Reported: 2014-12-17 20:43 UTC by Sam Ruby
Modified: 2015-08-14 07:39 UTC (History)
4 users (show)

See Also:


Attachments

Description Sam Ruby 2014-12-17 20:43:48 UTC
At the moment, this is listed in the goals, but nowhere else.  The implicit assumption is that output of parsing is a canonical URL.  If so, that should be stated explicitly.

See also: https://annevankesteren.nl/2012/09/url-equivalence

This bug was opened on behalf of Larry Masinter, based on:

https://github.com/webspecs/url/issues/18
Comment 1 Sam Ruby 2014-12-19 12:27:27 UTC
See also: https://github.com/webspecs/url/issues/20, where in addition to "same as", there is a request for "same origin" and "subsumes".
Comment 2 Larry Masinter 2014-12-21 16:52:57 UTC
 3986 and 3987 both talk about how to compare two URIs, two URIs, for equivalence for various purposes. Neither is entirely accurate or corresponds to current implementation. Every URL processor implicitly defines an equivalence relationship -- two URLs are X-equivalent if they have the same result when processed by X, but comparison generally is predictive, and sometimes being conservative means avoiding false positives and sometimes means avoiding false negatives. comparison. 3986 and 3987 both talk about how to compare two URIs, two URIs, for equivalence for various purposes. Neither is entirely accurate or corresponds to current implementation. Every URL processor implicitly defines an equivalence relationship -- two URLs are X-equivalent if they have the same result when processed by X, but comparison generally is predictive, and sometimes being conservative means avoiding false positives and sometimes means avoiding false negatives. For example, cache invalidation should prefer false positives over false negatives (invalidate if in doubt), while security questions likely prefer false negatives (when in doubt, treat as different origins).

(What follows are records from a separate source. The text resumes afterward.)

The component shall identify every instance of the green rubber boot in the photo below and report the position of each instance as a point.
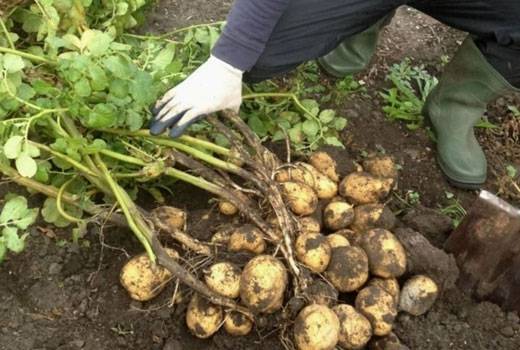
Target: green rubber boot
(354, 54)
(456, 104)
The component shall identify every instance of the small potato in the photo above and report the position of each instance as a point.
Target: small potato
(224, 279)
(378, 307)
(355, 330)
(247, 238)
(202, 317)
(348, 268)
(386, 255)
(313, 250)
(338, 215)
(300, 197)
(263, 283)
(237, 324)
(369, 216)
(418, 295)
(363, 188)
(144, 280)
(316, 328)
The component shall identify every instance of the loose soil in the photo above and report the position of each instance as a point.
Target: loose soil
(60, 295)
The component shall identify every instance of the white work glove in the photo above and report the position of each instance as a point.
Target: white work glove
(213, 87)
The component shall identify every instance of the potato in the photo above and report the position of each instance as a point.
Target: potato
(369, 216)
(363, 188)
(202, 317)
(300, 197)
(378, 307)
(386, 255)
(338, 215)
(316, 328)
(418, 295)
(237, 324)
(247, 238)
(313, 250)
(263, 283)
(348, 268)
(355, 330)
(224, 279)
(144, 280)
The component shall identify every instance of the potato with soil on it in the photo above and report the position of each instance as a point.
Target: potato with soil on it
(237, 324)
(386, 255)
(418, 295)
(313, 250)
(363, 188)
(263, 283)
(224, 279)
(247, 238)
(338, 215)
(301, 198)
(348, 268)
(142, 279)
(316, 328)
(202, 317)
(378, 307)
(355, 330)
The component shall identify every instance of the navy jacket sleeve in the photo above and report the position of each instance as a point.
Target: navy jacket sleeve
(248, 28)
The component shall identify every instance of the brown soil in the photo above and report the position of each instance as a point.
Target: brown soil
(69, 297)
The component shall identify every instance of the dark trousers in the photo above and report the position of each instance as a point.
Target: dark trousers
(312, 28)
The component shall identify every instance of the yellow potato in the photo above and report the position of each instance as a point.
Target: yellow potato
(144, 280)
(202, 317)
(224, 279)
(355, 330)
(378, 307)
(313, 250)
(263, 283)
(316, 328)
(348, 268)
(386, 255)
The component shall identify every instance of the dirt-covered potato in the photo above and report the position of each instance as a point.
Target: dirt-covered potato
(418, 295)
(354, 329)
(202, 317)
(316, 328)
(247, 238)
(386, 255)
(300, 197)
(263, 283)
(369, 216)
(363, 188)
(142, 279)
(237, 324)
(338, 215)
(378, 307)
(224, 279)
(348, 268)
(313, 250)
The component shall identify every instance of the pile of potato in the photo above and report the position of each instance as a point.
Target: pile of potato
(344, 243)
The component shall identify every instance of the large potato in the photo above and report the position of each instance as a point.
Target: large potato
(355, 330)
(418, 295)
(378, 307)
(224, 279)
(300, 197)
(363, 188)
(386, 255)
(144, 280)
(338, 215)
(202, 317)
(316, 328)
(348, 268)
(313, 250)
(263, 284)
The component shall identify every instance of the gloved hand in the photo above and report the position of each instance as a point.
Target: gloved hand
(213, 87)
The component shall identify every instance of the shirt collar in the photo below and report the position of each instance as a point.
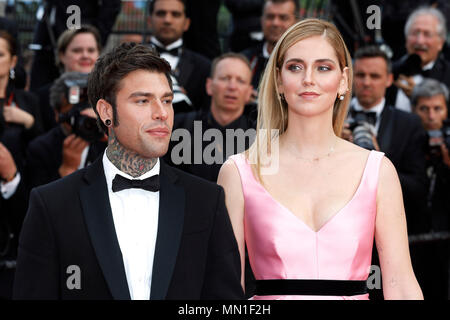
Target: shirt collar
(377, 108)
(111, 171)
(171, 46)
(265, 51)
(429, 66)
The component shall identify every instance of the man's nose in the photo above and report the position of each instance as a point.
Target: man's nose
(160, 111)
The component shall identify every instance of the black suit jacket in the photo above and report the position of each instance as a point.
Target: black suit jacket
(70, 222)
(257, 62)
(192, 71)
(403, 139)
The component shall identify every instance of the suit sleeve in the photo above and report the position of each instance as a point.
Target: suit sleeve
(37, 274)
(223, 269)
(413, 179)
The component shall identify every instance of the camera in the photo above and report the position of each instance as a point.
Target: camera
(362, 129)
(438, 137)
(82, 126)
(407, 66)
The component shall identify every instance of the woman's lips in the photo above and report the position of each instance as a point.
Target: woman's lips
(159, 132)
(309, 95)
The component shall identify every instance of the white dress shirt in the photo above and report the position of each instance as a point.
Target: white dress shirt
(173, 60)
(378, 109)
(402, 101)
(135, 215)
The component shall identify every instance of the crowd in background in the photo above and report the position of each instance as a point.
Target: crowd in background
(401, 79)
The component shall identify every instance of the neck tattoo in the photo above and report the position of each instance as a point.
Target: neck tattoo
(127, 161)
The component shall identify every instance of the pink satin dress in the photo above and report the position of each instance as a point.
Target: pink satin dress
(281, 246)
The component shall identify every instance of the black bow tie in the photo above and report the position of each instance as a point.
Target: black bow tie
(426, 73)
(370, 116)
(122, 183)
(174, 51)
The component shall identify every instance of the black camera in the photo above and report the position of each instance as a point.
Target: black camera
(82, 126)
(438, 137)
(408, 66)
(362, 129)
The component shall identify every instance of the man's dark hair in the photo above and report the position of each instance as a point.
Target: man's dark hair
(112, 67)
(429, 88)
(12, 43)
(228, 55)
(373, 52)
(59, 89)
(295, 2)
(151, 7)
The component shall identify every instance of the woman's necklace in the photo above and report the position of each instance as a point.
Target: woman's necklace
(315, 159)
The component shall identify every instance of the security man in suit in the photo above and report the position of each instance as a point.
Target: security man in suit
(129, 226)
(168, 21)
(397, 133)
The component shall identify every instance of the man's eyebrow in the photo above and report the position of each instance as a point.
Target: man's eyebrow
(315, 61)
(149, 94)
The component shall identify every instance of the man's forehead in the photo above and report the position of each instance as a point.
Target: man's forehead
(421, 21)
(231, 66)
(279, 8)
(169, 5)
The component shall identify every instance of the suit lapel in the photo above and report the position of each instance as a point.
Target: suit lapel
(170, 227)
(98, 216)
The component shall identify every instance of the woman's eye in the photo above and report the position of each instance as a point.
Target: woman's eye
(324, 68)
(294, 67)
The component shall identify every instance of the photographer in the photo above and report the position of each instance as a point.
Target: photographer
(375, 125)
(75, 142)
(430, 100)
(425, 33)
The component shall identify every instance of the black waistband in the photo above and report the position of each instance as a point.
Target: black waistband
(310, 287)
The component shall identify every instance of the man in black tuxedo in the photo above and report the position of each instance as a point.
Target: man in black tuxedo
(168, 21)
(231, 122)
(426, 34)
(397, 133)
(276, 18)
(129, 226)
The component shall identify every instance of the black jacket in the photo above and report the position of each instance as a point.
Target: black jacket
(403, 139)
(69, 222)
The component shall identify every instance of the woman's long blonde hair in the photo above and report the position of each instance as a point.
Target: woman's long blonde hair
(272, 111)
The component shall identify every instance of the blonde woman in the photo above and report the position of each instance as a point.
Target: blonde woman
(309, 227)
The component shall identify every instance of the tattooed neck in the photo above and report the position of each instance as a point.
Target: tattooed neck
(127, 161)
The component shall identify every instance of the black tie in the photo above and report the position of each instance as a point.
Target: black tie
(122, 183)
(174, 51)
(426, 73)
(371, 117)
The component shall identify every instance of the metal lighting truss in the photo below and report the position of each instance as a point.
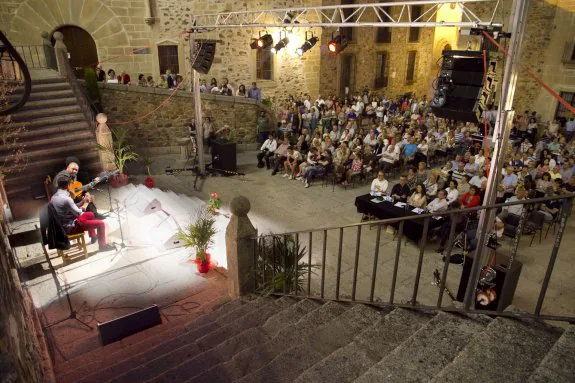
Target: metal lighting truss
(348, 15)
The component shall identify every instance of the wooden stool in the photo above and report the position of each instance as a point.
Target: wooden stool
(77, 248)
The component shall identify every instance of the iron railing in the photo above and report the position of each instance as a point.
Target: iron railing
(283, 265)
(83, 100)
(38, 56)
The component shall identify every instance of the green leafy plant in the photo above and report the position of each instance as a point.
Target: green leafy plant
(199, 235)
(120, 149)
(277, 257)
(92, 89)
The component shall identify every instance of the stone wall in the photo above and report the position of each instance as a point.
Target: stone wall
(20, 354)
(163, 127)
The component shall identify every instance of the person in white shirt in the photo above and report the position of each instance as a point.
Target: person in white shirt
(379, 185)
(438, 204)
(266, 151)
(452, 192)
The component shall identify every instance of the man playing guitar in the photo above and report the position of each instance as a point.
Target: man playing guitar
(80, 197)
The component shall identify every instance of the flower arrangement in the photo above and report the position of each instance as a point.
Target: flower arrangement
(214, 204)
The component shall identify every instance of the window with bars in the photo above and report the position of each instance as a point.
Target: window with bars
(411, 61)
(416, 11)
(383, 33)
(381, 70)
(264, 64)
(168, 56)
(347, 31)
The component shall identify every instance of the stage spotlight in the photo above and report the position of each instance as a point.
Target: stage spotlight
(309, 43)
(337, 44)
(281, 44)
(264, 42)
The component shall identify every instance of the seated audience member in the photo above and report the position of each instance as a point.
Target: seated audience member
(510, 215)
(379, 185)
(142, 80)
(293, 158)
(266, 151)
(74, 220)
(280, 155)
(320, 168)
(418, 198)
(431, 186)
(439, 204)
(471, 198)
(463, 185)
(400, 191)
(452, 192)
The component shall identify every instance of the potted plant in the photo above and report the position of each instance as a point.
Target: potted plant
(199, 235)
(121, 153)
(149, 181)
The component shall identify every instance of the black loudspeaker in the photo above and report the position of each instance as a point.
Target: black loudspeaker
(204, 56)
(122, 327)
(224, 157)
(463, 89)
(505, 284)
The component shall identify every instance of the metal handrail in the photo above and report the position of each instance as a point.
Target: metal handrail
(530, 201)
(84, 103)
(263, 264)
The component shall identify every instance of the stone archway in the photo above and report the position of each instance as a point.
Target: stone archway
(81, 46)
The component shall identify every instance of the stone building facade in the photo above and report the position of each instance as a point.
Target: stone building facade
(120, 26)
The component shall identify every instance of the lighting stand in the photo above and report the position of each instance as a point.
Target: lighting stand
(73, 314)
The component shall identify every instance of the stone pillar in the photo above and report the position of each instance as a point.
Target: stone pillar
(149, 19)
(105, 140)
(61, 52)
(240, 247)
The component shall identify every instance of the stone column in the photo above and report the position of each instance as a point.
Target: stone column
(149, 19)
(61, 52)
(105, 140)
(240, 247)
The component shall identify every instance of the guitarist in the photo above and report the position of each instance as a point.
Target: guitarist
(72, 168)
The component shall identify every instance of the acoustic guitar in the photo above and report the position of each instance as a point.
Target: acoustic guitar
(76, 188)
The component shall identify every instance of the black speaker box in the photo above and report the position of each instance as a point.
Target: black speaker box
(224, 157)
(205, 53)
(505, 283)
(127, 325)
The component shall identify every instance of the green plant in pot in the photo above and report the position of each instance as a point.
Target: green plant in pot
(121, 153)
(279, 265)
(199, 235)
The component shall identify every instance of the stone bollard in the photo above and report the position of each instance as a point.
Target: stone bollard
(104, 138)
(240, 246)
(61, 52)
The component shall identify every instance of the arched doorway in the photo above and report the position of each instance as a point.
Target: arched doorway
(81, 47)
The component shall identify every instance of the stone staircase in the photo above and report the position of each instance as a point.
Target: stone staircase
(268, 339)
(55, 129)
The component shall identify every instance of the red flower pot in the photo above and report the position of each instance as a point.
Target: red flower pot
(203, 267)
(149, 182)
(123, 179)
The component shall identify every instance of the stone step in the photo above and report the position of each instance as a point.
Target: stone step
(367, 349)
(50, 103)
(509, 350)
(54, 131)
(102, 362)
(29, 115)
(259, 355)
(289, 364)
(426, 352)
(256, 317)
(51, 121)
(558, 365)
(69, 138)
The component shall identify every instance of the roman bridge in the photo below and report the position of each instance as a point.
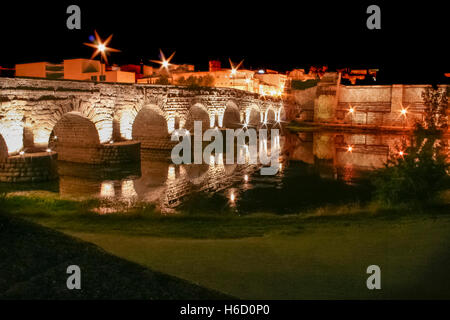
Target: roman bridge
(103, 123)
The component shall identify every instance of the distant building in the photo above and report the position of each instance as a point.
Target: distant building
(265, 82)
(75, 69)
(40, 70)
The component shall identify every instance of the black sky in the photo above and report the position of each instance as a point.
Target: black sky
(281, 35)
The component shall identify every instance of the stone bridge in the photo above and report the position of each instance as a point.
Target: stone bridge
(107, 123)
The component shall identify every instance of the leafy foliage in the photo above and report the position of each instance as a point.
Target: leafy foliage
(195, 82)
(416, 174)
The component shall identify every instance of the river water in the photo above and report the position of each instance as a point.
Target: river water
(316, 169)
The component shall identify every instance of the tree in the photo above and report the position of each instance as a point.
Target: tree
(436, 106)
(418, 173)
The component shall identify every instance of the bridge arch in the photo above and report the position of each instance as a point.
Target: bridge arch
(253, 115)
(270, 116)
(231, 116)
(74, 130)
(150, 128)
(197, 112)
(282, 114)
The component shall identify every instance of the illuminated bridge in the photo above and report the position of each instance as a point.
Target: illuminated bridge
(102, 123)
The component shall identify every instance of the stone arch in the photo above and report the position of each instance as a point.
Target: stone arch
(271, 115)
(43, 129)
(253, 115)
(197, 112)
(3, 149)
(150, 128)
(282, 114)
(231, 116)
(74, 130)
(11, 129)
(75, 138)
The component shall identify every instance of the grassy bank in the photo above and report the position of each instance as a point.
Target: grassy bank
(322, 254)
(34, 260)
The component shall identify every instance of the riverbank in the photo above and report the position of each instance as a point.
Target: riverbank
(322, 254)
(34, 262)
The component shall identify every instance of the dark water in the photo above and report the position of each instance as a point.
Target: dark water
(316, 169)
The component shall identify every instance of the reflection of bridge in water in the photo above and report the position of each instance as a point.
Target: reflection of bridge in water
(156, 180)
(344, 155)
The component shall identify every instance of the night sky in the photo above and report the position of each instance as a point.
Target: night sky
(281, 35)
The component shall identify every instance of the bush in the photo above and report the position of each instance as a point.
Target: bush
(416, 177)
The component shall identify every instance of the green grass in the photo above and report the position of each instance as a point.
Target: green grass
(34, 260)
(320, 254)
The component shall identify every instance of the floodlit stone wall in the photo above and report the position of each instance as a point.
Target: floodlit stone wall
(31, 108)
(36, 168)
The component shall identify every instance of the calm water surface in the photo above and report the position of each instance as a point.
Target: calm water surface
(316, 169)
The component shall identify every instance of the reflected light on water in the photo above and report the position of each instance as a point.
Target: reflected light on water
(128, 191)
(171, 173)
(107, 190)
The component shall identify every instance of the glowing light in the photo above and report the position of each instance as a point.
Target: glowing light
(101, 47)
(107, 189)
(165, 63)
(234, 68)
(128, 191)
(171, 173)
(171, 124)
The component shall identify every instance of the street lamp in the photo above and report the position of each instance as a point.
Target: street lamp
(102, 49)
(403, 113)
(351, 111)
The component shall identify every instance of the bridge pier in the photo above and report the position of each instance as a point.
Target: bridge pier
(33, 167)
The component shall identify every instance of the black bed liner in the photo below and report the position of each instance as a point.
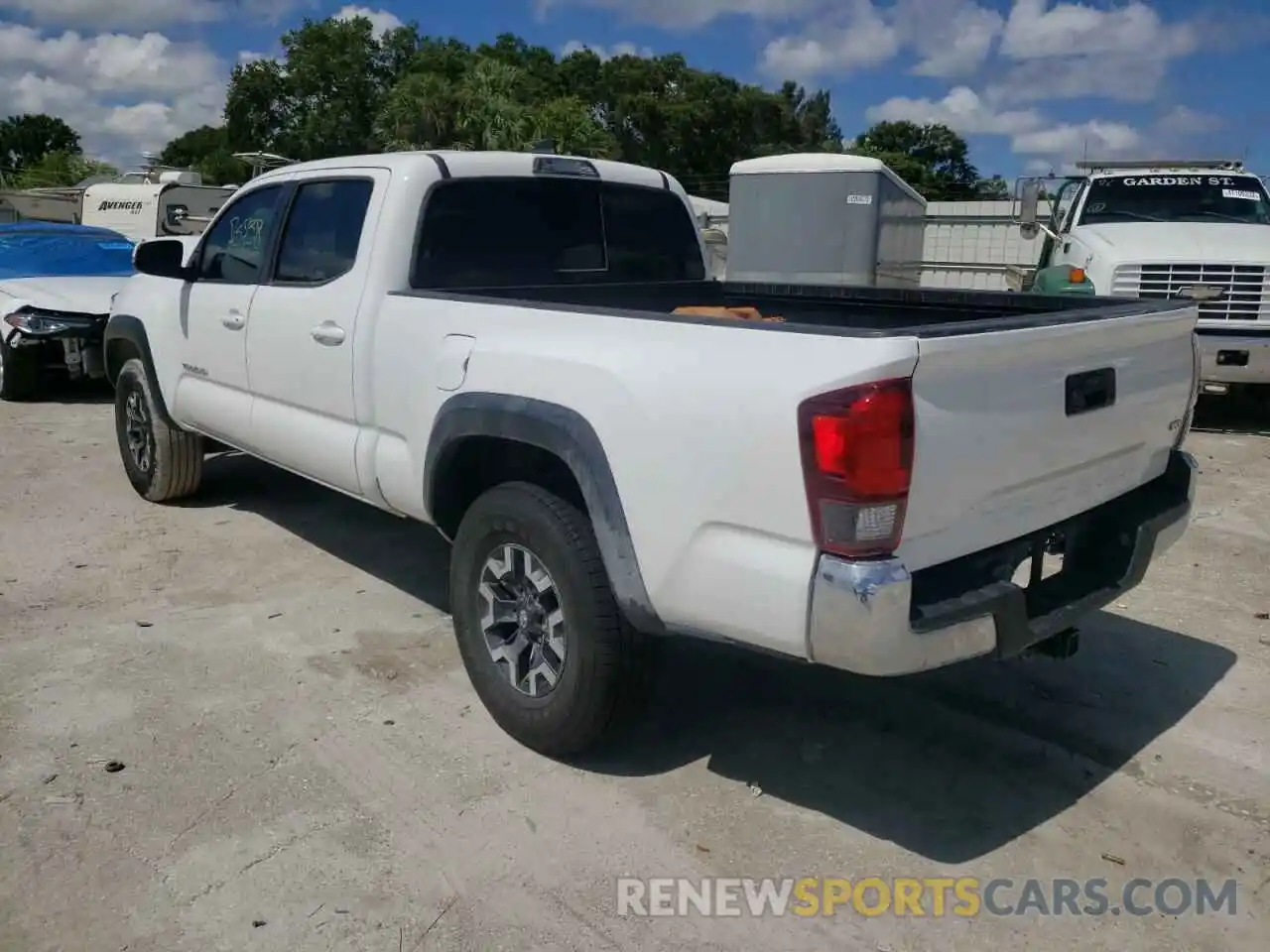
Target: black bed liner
(847, 311)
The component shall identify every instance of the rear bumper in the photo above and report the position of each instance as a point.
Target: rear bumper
(1233, 358)
(875, 617)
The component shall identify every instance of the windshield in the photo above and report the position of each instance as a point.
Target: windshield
(31, 250)
(1230, 198)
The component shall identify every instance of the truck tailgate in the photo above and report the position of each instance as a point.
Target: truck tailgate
(1020, 429)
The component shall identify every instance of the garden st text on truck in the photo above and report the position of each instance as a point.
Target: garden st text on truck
(1185, 230)
(488, 343)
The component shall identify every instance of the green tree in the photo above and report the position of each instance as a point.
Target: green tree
(27, 139)
(993, 189)
(60, 169)
(933, 159)
(339, 89)
(207, 151)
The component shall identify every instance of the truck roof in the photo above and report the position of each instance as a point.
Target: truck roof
(463, 164)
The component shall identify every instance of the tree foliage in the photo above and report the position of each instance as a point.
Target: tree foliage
(339, 89)
(60, 169)
(207, 151)
(931, 158)
(27, 139)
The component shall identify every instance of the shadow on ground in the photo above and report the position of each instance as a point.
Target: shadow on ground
(59, 390)
(1241, 413)
(405, 553)
(949, 765)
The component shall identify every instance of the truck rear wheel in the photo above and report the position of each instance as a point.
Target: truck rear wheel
(19, 372)
(539, 630)
(163, 461)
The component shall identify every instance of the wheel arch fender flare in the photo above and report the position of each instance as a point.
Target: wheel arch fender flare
(568, 435)
(127, 329)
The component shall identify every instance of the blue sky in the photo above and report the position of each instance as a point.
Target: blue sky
(1030, 82)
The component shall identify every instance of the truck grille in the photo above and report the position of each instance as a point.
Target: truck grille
(1245, 286)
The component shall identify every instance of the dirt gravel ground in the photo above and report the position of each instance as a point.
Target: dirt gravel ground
(305, 766)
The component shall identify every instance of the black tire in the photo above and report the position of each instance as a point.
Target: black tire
(172, 466)
(19, 372)
(604, 675)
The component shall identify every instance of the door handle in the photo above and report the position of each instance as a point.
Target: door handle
(329, 334)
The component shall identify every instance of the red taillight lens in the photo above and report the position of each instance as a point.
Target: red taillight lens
(857, 461)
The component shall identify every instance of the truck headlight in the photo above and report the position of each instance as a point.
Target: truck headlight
(36, 322)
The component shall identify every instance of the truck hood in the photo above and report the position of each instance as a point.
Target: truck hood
(71, 295)
(1179, 241)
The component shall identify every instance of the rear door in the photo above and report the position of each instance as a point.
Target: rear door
(212, 390)
(1020, 429)
(300, 347)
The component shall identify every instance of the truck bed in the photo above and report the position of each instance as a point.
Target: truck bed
(842, 311)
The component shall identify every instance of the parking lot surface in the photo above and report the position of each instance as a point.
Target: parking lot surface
(299, 762)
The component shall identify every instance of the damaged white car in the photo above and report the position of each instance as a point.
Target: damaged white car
(56, 286)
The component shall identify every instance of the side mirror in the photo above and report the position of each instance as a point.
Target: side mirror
(162, 258)
(1029, 203)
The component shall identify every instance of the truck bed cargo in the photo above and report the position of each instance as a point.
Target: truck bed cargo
(811, 308)
(851, 486)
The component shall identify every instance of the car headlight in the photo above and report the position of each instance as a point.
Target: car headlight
(36, 322)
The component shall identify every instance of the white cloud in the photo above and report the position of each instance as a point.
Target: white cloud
(858, 40)
(149, 14)
(576, 46)
(116, 13)
(1029, 131)
(381, 21)
(121, 93)
(1072, 51)
(1038, 31)
(1038, 50)
(1098, 139)
(686, 14)
(952, 39)
(961, 111)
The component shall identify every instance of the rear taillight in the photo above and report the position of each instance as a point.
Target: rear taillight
(857, 461)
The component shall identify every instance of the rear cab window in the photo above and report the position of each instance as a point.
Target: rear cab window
(543, 231)
(322, 230)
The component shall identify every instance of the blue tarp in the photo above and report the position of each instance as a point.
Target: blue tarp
(33, 249)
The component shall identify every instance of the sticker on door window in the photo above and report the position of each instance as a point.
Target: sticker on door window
(245, 232)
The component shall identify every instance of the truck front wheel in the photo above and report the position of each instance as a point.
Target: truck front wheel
(163, 461)
(539, 630)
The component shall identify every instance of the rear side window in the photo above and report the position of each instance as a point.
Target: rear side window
(322, 230)
(502, 232)
(234, 249)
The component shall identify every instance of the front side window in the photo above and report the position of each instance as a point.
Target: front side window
(1176, 198)
(507, 232)
(235, 245)
(322, 230)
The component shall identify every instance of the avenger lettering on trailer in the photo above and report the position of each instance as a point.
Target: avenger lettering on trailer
(117, 206)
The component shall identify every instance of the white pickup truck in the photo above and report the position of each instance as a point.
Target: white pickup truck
(486, 343)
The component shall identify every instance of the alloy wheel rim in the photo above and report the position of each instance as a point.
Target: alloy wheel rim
(522, 620)
(139, 431)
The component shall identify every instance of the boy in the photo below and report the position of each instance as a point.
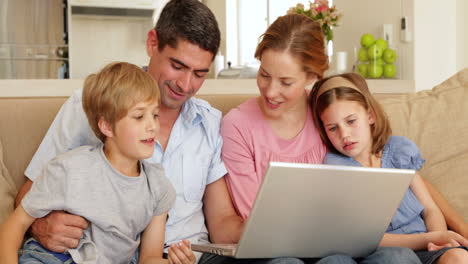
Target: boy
(108, 184)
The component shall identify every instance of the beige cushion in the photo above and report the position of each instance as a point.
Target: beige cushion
(437, 121)
(7, 190)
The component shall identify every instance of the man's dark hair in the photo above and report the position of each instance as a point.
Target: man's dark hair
(188, 20)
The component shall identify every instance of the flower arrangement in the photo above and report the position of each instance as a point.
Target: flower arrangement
(320, 11)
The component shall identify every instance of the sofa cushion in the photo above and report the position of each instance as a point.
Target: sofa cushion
(7, 189)
(437, 121)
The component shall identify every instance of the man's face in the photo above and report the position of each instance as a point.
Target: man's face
(179, 72)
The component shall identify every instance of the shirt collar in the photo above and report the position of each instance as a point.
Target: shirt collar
(191, 113)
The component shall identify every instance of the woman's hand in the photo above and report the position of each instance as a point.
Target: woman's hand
(181, 253)
(443, 239)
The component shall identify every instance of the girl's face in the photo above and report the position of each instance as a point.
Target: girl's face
(348, 126)
(282, 82)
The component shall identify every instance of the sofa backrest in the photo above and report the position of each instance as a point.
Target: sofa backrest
(436, 120)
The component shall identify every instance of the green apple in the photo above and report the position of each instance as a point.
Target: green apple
(389, 70)
(362, 69)
(367, 40)
(374, 52)
(378, 61)
(389, 55)
(375, 71)
(362, 55)
(381, 43)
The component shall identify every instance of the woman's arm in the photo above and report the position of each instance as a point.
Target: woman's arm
(432, 215)
(11, 234)
(454, 220)
(237, 154)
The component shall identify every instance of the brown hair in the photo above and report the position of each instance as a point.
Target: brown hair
(111, 92)
(299, 35)
(189, 20)
(319, 100)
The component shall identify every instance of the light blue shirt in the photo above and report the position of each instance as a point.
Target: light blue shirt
(191, 161)
(398, 153)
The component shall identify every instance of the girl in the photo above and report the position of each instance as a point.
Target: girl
(356, 132)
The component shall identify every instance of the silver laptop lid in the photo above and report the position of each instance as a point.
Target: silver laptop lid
(312, 210)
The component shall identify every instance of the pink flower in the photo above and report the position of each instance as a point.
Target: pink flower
(322, 8)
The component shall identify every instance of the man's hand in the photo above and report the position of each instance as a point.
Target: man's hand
(59, 231)
(181, 253)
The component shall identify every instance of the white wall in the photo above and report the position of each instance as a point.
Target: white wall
(462, 34)
(435, 42)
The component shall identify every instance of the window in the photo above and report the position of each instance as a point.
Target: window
(246, 20)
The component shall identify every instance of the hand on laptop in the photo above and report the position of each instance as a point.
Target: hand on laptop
(443, 239)
(180, 253)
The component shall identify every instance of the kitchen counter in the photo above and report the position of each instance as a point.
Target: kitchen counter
(51, 88)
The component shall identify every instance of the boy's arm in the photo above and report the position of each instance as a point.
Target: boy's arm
(224, 225)
(454, 220)
(432, 215)
(11, 234)
(152, 241)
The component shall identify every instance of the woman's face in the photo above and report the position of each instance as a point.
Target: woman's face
(282, 81)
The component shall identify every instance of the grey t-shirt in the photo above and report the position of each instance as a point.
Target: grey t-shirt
(118, 207)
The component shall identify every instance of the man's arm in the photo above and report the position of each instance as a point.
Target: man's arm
(454, 220)
(224, 225)
(58, 230)
(11, 235)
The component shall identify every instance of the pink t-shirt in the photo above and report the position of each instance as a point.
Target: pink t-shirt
(249, 144)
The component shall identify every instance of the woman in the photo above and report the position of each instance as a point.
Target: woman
(277, 125)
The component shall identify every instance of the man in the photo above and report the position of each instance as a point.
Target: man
(181, 49)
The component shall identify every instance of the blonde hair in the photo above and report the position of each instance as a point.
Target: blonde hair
(319, 100)
(299, 35)
(111, 92)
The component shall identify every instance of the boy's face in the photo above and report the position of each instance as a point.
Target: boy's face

Any API for comparison needs to be explicit (or parameterized) about the context presumed (equivalent for what purpose) and how it handles edge cases, illegal values, etc.
Comment 3 Anne 2015-08-14 07:39:17 UTC
https://github.com/whatwg/url/commit/3f0bc8b84d2f3bdb651207ce0f90c659c3a5a573

There's probably still scope for normalization operations that operate on percent-encoded bytes, but for now this seems sufficient and in line with implementations.